Перед глазами возникает свечение, я вижу взгляд Бога, это не Вышень, или Тарх, не Сварог, Перун, или даже Великий Род — это другое ... на меня смотрит ... Бог.
Гл.26.
Вмиг перед глазами возникают миллиарды миров, нет возможности понять, осознать и объять всё это. Их пронизывают незримые нити и уходят в Него. Стоит Ему лишь оборвать одну из них, и целые Вселенные захлопнутся во всёпоглощающем коллапсе, но могут и расцвести новые звёздные системы, возродится жизнь в невероятных своих проявлениях. Обгоняя друг друга, проносится прошлое, настоящее и будущее, всё смешалось и царит гармония Великого Хаоса. Ни одному живому существу не дано воспринять Его замысел, то что очевидно, не всегда верно и наоборот. Хочется задать множество вопросов, но Он словно передвигает пешку, в шахматной игре и я вижу последнюю клетку с чёрным королём.
Резко обрывается запах цветов и луговых трав, свежий воздух заменяет смрад от пожарищ и холод пронизывает до костей.
Москва — она в едком дыму, кругом развалины, всюду раздаются леденящие душу вопли, свирепое рычание и злой хохот. Всевозможные монстры копошатся среди обломков бетона и искорёженной арматуры, пытаются выцарапать их щелей ещё живых людей. В воздухе, словно большие летучие мыши, парят упыри, высматривают добычу, иной раз, как орлы, срываются в штопор и вновь слышатся истошные человеческие крики.

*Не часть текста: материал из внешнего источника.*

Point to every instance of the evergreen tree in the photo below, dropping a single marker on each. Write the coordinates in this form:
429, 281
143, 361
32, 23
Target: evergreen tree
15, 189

Мы в белых, лёгких одеждах, она не защищает от стужи, но хорошо скрывает от врага. Оглядываюсь вокруг, местность не могу узнать, мы не у больницы, я вижу развалины входа в метро.

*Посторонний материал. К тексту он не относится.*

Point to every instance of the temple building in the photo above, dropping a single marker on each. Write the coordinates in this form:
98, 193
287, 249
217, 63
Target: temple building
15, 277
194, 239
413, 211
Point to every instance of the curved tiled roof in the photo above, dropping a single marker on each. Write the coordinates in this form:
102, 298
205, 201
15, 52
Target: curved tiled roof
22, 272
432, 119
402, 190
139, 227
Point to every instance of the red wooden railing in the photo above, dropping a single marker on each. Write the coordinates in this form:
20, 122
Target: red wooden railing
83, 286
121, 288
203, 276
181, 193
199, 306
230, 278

— Это вход в станцию Кропоткинская, — крупно дрожа от холода, говорит Костя Сталкер, в его руке, в такт тела, крутит пируэты пистолет, сейчас единственное наше оружие.

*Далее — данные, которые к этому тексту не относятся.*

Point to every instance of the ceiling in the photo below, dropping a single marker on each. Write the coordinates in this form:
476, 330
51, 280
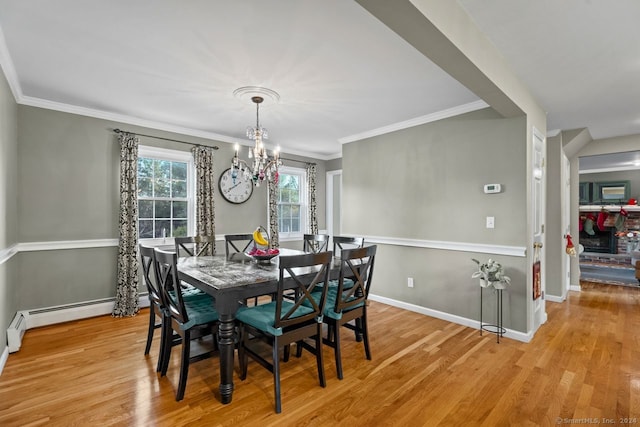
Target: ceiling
340, 73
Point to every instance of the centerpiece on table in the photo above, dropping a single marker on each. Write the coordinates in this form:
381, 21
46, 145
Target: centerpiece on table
261, 250
491, 274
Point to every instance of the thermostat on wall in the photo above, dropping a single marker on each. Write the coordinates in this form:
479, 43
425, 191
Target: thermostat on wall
492, 188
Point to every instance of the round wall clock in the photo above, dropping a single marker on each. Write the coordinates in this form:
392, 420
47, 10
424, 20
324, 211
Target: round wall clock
236, 189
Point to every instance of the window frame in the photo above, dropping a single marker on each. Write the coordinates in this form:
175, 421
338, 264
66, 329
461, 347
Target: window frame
156, 153
304, 190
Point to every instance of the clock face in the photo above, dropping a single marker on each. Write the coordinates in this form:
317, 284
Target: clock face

— Всё же выбрались из ловушки, — глубокомысленно изрекает Эдик, нервно дёргая бородкой.
— И что дальше? — растерянно говорю я.
— Хотя бы ещё один ствол, где найти, — озирается по сторонам Миша.
— Ребята, кто это?— Катя, вздрагивая от жгучего холода, указывает взглядом на горящие автомобили, между ними пробирается растрёпанная женщина, вот она приостанавливается и на нас глянуло единственное око, в руках она держит огромную корзину с плоской галькой.
— Блин, Лихо Одноглазое! — выругался Эдик.
— Стреляй! — рыкнул Миша, выпучив налитые кровью глаза.
— Не могу, — всхлипнул Костя Сталкер, — это, ведь, женщина.
— Что?! — вскричали все хором.
— У меня не поднимется рука на женщину, — срывающимся голосом произносит он, опуская ствол вниз.
— Дай сюда, — вырвал пистолет Миша, — ты ненормальный, Костя, это не женщина! — он не раздумывая, нажимает на курок.
Сухо трещат выстрелы, но пули веером размело в стороны, а Лихо, лениво поставив корзину с галькой на дымящуюся землю, подперев руками бока, жутко рассмеялось.
— Её так просто не убить, — Катя в упор смотрит в её единственный глаз и, это просто невероятно(!), Лихо отводит взгляд, что-то собачье появилось в лице, но мгновенно искажается лютой звериной злобой.
Миша тщательно целится, но внезапно спотыкается, падает на колени, ствол пистолета крепко прижимается к его груди и он "случайно" надавливает на курок, Лихо приоткрывает рот в ожидании, голодная слюна капнула вниз, но раздаётся ... осечка.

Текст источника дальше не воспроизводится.